« Montagne vide… personne en vue.
Seules, au loin, des voix s’entendent.
Un reflet de lumière entre les branches.
Répliqué par la mousse, en vert. »
Wang Wei (魦维, 699-761 d.C.) – Version de la traduction d’Octavio Paz
La voix du silence envahit les œuvres de Beatriz de la Rúa. Le calme produit par la contemplation de la nature libère les couleurs et les graphismes du plus profond de l’être. Le plus intime en contact avec le plus extime. Ainsi naissent les forêts qui poussent avec énergie dans les tableaux où le plus profond est représenté subtilement. Chacune de ces œuvres est un regard, un tournant, un clin d’œil qui nous implique en tant que spectateurs et en un instant, nous nous sentons partie prenante.
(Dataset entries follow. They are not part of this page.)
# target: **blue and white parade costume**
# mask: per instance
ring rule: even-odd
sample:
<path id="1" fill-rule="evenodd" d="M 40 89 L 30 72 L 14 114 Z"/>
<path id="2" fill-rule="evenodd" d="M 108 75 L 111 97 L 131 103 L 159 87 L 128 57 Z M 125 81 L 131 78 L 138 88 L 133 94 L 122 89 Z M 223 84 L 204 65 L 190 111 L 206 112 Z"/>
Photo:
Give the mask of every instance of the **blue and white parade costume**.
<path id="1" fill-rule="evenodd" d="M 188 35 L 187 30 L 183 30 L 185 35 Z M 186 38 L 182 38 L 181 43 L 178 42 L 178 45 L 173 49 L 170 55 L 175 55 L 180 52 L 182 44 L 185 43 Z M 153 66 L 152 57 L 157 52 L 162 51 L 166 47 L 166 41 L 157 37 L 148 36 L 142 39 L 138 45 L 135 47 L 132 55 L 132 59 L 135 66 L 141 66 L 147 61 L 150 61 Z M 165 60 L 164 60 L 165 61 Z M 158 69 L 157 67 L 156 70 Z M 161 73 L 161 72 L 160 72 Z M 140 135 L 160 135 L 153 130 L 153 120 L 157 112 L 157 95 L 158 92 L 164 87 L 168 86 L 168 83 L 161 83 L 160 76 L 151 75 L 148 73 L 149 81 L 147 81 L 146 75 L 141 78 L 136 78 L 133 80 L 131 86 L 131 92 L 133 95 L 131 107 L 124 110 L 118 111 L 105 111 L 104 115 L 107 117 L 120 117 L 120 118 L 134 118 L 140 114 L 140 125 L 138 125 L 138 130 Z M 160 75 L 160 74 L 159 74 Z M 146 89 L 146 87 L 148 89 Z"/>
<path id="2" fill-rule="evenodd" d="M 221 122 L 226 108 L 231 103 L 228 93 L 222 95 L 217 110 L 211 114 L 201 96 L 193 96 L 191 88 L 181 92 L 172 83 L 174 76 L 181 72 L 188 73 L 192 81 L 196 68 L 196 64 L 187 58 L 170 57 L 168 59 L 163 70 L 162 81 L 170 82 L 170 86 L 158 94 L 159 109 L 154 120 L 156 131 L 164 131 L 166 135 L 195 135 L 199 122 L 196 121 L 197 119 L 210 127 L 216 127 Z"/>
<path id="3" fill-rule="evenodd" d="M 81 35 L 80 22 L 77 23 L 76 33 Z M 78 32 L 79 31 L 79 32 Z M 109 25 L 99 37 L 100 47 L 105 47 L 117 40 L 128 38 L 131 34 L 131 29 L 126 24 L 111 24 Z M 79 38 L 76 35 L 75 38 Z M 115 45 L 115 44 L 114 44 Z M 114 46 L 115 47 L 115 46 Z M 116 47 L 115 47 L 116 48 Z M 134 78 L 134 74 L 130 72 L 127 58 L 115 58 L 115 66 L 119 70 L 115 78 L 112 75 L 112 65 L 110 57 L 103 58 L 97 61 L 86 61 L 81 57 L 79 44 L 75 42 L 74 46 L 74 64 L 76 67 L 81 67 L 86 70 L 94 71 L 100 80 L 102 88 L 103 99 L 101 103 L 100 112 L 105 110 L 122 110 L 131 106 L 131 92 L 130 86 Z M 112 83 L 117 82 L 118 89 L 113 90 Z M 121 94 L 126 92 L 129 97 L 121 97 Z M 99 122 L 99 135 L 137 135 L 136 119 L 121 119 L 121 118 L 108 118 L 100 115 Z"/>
Le silence n’a pas d’ordre imposé et cède la place à ce qui pourrait arriver. C’est la possibilité d’écouter le subtil, ce qui passerait inaperçu si nous nous laissions envahir par le bruit. Beatriz nous invite au silence, nous montre qu’il y a la possibilité de tout, y compris et peut-être le plus important: de nous écouter. Écouter avec le regard, regarder en écoutant. L’œuvre parle. Beatriz peint et dessine, colle et construit dans le calme. Tout peut arriver dans le vide. Le silence initial du blanc de la toile est rompu par l’apparition soudaine de textures et de traces d’encre qui poussent avec une énergie créatrice. Le moment du spectateur arrive : une artiste engagée sait que les œuvres n’appartiennent qu’au regard de l’autre, qui y trouvera un message qui nourrira sa propre histoire.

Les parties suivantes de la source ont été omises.